Objective:
- Validate model stability using cross-validation
- Optimize model performance using hyperparameter tuning
- Compare baseline vs tuned models
- Check for overfitting

Models:
- Logistic Regression
- Random Forest

Target
- BlueWins


In [1]:
import pandas as pd
import numpy as np
import joblib

from sklearn.model_selection import cross_val_score, GridSearchCV
from sklearn.metrics import accuracy_score, classification_report


In [2]:
# load data and models
x_train = pd.read_csv('../data/processed/x_train.csv')
y_train = pd.read_csv('../data/processed/y_train.csv').squeeze() # ensures target is 1D

logreg_model = joblib.load('../models/logistic_regression.pkl')
rf_model = joblib.load('../models/random_forest.pkl')


In [3]:
# cross-validation LR
lr_cv_scores = cross_val_score(logreg_model, x_train, y_train, cv=5, scoring='accuracy')

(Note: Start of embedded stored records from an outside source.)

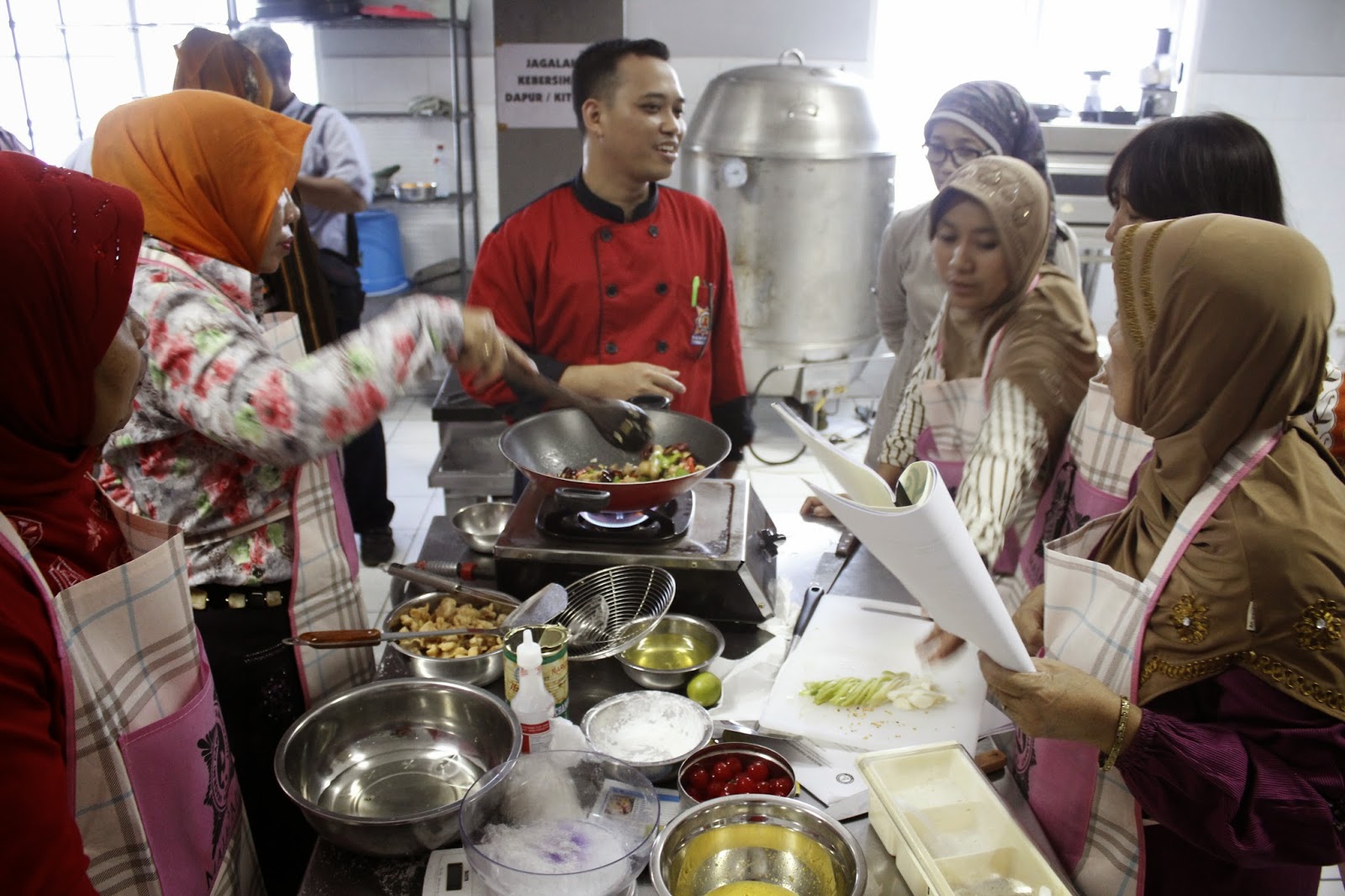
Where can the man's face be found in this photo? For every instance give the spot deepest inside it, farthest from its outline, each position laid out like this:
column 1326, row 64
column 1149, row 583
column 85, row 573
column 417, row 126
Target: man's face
column 639, row 131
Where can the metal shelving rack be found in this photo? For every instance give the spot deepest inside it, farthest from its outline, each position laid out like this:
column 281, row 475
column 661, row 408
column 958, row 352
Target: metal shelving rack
column 466, row 199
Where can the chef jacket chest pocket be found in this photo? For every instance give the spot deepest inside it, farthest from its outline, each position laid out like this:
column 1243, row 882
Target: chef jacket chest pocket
column 692, row 322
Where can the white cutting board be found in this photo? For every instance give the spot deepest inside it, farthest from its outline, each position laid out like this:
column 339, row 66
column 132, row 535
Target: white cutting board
column 860, row 636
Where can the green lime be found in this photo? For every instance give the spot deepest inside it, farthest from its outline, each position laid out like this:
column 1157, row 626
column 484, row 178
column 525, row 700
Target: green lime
column 705, row 689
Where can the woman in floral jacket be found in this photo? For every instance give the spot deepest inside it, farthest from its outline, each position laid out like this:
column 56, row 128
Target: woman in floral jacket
column 235, row 441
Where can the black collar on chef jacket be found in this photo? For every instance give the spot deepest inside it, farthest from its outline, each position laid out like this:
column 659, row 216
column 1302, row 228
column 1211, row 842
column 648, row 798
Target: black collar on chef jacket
column 604, row 208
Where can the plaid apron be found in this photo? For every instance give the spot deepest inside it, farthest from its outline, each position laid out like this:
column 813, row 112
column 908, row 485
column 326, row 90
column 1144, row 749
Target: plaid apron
column 326, row 593
column 1091, row 479
column 152, row 782
column 955, row 410
column 1095, row 620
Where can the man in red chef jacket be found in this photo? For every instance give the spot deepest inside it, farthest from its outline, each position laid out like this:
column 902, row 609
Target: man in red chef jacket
column 618, row 287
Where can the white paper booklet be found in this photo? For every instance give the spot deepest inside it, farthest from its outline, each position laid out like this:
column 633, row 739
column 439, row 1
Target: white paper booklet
column 923, row 544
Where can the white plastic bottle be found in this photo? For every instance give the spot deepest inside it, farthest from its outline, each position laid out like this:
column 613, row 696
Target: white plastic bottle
column 441, row 172
column 533, row 704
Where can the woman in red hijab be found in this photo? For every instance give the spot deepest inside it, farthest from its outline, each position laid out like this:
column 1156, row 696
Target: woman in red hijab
column 98, row 651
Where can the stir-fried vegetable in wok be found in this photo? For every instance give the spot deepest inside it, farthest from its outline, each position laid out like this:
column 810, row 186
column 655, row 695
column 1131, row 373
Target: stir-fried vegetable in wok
column 656, row 463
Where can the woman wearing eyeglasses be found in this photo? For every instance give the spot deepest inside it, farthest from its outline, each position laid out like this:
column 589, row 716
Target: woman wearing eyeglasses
column 975, row 119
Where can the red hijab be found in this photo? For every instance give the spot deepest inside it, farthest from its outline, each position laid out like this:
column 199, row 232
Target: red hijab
column 67, row 248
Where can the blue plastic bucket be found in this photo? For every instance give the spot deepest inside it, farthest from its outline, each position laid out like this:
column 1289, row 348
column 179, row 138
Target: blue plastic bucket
column 381, row 268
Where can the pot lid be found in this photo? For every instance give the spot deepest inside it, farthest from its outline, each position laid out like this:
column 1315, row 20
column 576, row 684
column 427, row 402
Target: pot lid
column 787, row 111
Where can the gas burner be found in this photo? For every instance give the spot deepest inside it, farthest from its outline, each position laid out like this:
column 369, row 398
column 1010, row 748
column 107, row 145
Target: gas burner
column 652, row 526
column 614, row 519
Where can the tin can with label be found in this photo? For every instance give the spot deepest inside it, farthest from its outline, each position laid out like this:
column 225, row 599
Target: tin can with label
column 556, row 662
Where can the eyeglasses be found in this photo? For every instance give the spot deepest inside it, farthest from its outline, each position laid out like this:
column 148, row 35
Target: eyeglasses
column 936, row 154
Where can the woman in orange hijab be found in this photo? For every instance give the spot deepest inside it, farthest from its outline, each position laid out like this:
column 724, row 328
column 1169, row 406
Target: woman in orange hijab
column 235, row 439
column 213, row 61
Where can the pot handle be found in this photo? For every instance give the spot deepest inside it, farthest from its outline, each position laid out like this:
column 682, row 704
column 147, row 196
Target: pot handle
column 583, row 498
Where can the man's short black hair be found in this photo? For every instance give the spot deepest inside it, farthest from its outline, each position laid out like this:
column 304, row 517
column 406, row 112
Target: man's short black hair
column 269, row 46
column 595, row 69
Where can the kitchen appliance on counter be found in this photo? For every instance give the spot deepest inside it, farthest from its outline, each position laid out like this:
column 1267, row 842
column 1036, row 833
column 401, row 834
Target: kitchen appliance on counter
column 793, row 159
column 1079, row 156
column 716, row 540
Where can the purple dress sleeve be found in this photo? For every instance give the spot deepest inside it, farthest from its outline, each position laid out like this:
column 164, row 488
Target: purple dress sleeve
column 1242, row 771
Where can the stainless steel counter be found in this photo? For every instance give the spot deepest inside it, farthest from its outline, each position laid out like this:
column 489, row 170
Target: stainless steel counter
column 335, row 872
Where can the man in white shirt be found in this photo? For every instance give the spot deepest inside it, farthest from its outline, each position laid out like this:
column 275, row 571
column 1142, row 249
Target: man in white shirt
column 334, row 183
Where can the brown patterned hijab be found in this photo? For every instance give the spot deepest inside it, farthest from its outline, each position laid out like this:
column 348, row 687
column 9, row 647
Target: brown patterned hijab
column 1227, row 322
column 1049, row 347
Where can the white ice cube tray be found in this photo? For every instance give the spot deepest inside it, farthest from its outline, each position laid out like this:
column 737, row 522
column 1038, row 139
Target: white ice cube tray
column 946, row 825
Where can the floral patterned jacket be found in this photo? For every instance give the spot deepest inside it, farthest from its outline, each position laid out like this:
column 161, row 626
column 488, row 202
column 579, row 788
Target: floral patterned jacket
column 224, row 424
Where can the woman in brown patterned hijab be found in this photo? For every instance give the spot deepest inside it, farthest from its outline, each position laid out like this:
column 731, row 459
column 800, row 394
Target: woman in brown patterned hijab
column 1226, row 322
column 1235, row 747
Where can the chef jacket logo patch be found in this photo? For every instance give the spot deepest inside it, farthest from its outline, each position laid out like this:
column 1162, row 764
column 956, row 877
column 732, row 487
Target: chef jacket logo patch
column 701, row 334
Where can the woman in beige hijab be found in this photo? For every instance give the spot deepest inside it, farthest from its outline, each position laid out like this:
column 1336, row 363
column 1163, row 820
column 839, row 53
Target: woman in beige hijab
column 1006, row 362
column 1215, row 602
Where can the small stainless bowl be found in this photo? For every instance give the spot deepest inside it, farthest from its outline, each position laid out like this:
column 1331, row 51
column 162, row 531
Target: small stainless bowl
column 773, row 840
column 472, row 670
column 670, row 721
column 481, row 525
column 382, row 768
column 672, row 653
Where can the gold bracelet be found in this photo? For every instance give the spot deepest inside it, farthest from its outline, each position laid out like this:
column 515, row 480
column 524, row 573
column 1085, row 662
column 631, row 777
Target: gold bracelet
column 1121, row 735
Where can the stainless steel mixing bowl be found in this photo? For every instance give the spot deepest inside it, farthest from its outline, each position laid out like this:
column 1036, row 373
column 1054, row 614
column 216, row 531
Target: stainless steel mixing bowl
column 775, row 840
column 474, row 670
column 382, row 768
column 481, row 525
column 672, row 653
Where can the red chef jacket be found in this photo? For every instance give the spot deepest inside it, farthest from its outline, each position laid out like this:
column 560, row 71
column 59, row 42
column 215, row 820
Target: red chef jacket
column 573, row 282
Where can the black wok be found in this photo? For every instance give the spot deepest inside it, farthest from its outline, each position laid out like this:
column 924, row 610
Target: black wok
column 546, row 444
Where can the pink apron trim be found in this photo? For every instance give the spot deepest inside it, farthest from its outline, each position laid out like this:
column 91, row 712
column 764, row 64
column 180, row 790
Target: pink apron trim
column 345, row 528
column 67, row 683
column 168, row 764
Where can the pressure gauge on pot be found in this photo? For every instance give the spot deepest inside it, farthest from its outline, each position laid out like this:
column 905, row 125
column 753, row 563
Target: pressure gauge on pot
column 733, row 172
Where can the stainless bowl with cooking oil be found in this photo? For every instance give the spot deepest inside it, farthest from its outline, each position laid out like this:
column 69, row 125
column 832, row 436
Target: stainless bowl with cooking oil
column 757, row 838
column 672, row 653
column 481, row 525
column 382, row 768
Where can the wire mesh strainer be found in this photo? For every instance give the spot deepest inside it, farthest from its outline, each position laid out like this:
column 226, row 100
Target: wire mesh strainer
column 612, row 609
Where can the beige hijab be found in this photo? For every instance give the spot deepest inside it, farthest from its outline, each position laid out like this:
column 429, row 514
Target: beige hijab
column 1049, row 347
column 1227, row 322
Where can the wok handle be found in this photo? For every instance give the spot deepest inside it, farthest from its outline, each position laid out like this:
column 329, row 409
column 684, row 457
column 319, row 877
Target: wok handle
column 338, row 638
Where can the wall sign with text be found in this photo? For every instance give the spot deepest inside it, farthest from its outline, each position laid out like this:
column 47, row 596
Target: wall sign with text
column 533, row 84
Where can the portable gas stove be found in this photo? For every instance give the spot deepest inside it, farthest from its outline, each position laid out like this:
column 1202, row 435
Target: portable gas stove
column 717, row 541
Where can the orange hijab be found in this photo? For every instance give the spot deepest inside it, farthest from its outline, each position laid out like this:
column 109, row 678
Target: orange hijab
column 213, row 61
column 208, row 168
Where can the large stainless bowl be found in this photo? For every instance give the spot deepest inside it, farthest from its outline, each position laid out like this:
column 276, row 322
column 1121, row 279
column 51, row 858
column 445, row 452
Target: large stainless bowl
column 382, row 768
column 672, row 653
column 481, row 525
column 472, row 670
column 775, row 840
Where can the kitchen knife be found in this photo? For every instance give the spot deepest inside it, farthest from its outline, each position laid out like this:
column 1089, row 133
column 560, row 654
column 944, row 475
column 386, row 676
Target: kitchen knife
column 829, row 568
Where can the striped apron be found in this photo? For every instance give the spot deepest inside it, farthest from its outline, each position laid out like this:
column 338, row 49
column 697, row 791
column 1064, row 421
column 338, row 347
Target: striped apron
column 1095, row 619
column 326, row 593
column 955, row 412
column 152, row 783
column 1091, row 479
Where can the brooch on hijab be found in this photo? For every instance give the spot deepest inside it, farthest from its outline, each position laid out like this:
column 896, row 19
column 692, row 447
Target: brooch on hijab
column 1190, row 619
column 1320, row 626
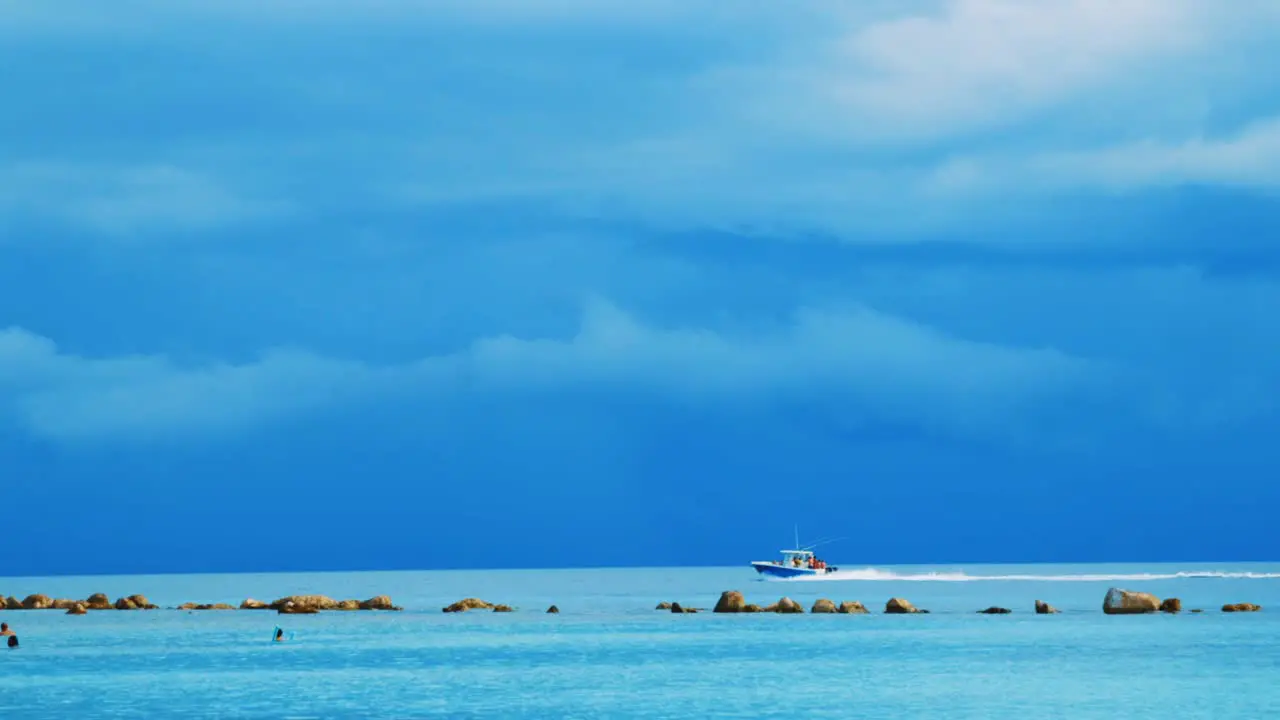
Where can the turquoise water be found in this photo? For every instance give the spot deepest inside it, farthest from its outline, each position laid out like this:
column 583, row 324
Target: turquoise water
column 611, row 655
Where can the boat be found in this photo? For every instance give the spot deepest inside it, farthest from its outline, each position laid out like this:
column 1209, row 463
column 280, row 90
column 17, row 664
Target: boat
column 799, row 563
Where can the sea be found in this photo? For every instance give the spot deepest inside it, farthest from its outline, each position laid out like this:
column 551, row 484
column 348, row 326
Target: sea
column 609, row 654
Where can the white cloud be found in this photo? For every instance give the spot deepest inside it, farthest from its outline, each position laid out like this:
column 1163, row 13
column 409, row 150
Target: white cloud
column 1248, row 159
column 124, row 200
column 859, row 361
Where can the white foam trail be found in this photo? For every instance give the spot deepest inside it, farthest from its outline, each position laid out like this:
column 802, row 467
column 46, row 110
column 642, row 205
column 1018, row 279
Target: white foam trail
column 883, row 575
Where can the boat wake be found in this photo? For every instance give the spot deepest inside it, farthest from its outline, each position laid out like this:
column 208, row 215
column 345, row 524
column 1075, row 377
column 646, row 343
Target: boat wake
column 886, row 575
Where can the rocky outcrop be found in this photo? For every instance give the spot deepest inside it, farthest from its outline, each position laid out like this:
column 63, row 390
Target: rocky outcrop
column 293, row 609
column 379, row 602
column 786, row 606
column 318, row 601
column 730, row 601
column 469, row 604
column 37, row 602
column 1127, row 602
column 900, row 606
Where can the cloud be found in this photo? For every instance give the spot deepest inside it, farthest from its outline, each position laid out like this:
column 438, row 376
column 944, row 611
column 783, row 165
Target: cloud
column 856, row 361
column 124, row 201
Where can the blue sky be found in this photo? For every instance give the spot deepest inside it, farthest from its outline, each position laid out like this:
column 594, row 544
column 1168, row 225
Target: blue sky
column 400, row 283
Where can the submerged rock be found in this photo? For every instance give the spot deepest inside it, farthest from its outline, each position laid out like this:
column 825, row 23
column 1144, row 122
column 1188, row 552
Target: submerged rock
column 730, row 601
column 786, row 606
column 900, row 606
column 318, row 601
column 469, row 604
column 823, row 606
column 37, row 602
column 1045, row 609
column 1127, row 602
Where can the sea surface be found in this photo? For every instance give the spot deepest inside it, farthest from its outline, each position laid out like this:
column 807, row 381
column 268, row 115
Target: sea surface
column 609, row 654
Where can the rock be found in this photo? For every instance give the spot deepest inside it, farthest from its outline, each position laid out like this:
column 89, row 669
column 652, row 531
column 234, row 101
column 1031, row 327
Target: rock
column 786, row 606
column 379, row 602
column 730, row 601
column 823, row 606
column 1127, row 602
column 318, row 601
column 1045, row 609
column 900, row 606
column 295, row 609
column 37, row 602
column 469, row 604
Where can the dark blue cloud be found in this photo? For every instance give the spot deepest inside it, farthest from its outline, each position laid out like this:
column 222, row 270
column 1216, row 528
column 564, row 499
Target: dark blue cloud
column 443, row 286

print("Logistic Regression CV Scores:", lr_cv_scores)
print("Mean Accuracy:", lr_cv_scores.mean())
print("Std Dev:", lr_cv_scores.std())

Logistic Regression CV Scores: [0.95833758 0.95979763 0.95837153 0.95925435 0.95731894]
Mean Accuracy: 0.9586160062476656
Std Dev: 0.0008512817527055732


In [4]:
# cross-validation RF
rf_cv_scores = cross_val_score(rf_model, x_train, y_train, cv=5, scoring='accuracy')

print("\nRandom Forest CV Scores:", rf_cv_scores)
print("Mean Accuracy:", rf_cv_scores.mean())
print("Std Dev:", rf_cv_scores.std())


Random Forest CV Scores: [0.95942413 0.95793012 0.96023904 0.96006927 0.95898272]
Mean Accuracy: 0.959329055040576
Std Dev: 0.0008321050461439898


- Cross-validation evaluates model performance across multiple data splits
- Low standard deviation indicates stable model performance
- Similar mean scores suggest comparable model effectiveness

In [None]:
# Hyperparameter tuning - RF
# Hyperparameter tuning is used to optimize model performance by systematically searching for the best combination of parameters using cross-validation

param_grid = {
    'n_estimators': [100, 200],
    'max_depth': [None, 10, 20],
    'min_samples_split': [2, 5],
    'min_samples_leaf': [1, 2]
}

grid_search = GridSearchCV(
    estimator=rf_model,
    param_grid=param_grid,
    cv=5,
    scoring='accuracy',
    n_jobs=-1,
    verbose=2
)

grid_search.fit(x_train, y_train)

Fitting 5 folds for each of 24 candidates, totalling 120 fits


In [None]:
print("Best Parameters:", grid_search.best_params_)
print("Best CV Score:", grid_search.best_score_)

In [None]:
# evaluation of the model
best_rf = grid_search.best_estimator_

y_pred_train = best_rf.predict(x_train)

print("Train Accuracy:", accuracy_score(y_train, y_pred_train))
print(classification_report(y_train, y_pred_train))


In [None]:
# compares original model vs model after hyperparameter tuning
baseline_score = rf_cv_scores.mean()
tuned_score = grid_search.best_score_

print(f"Baseline RF CV Score: {baseline_score:.4f}")
print(f"Tuned RF CV Score: {tuned_score:.4f}")


In [None]:
# checks for overfitting 
train_score = best_rf.score(x_train, y_train)
cv_score = grid_search.best_score_

print("Train Accuracy:", train_score) # how well model fits training data
print("Cross-Validation Accuracy:", cv_score) # how well model generalizes (new data)


In [None]:
joblib.dump(best_rf, '../models/random_forest_tuned.pkl')


In [None]:
results = pd.DataFrame({
    "Model": ["Logistic Regression", "Random Forest (Baseline)", "Random Forest (Tuned)"],
    "CV Accuracy": [
        lr_cv_scores.mean(),
        rf_cv_scores.mean(),
        grid_search.best_score_
    ]
})

results

We validated and optimized models using cross-validation and hyperparameter tuning. Though we only tuned RF, as it's more likely to benefit from the optimization. Going forward, we will be using the optimized Random forest model.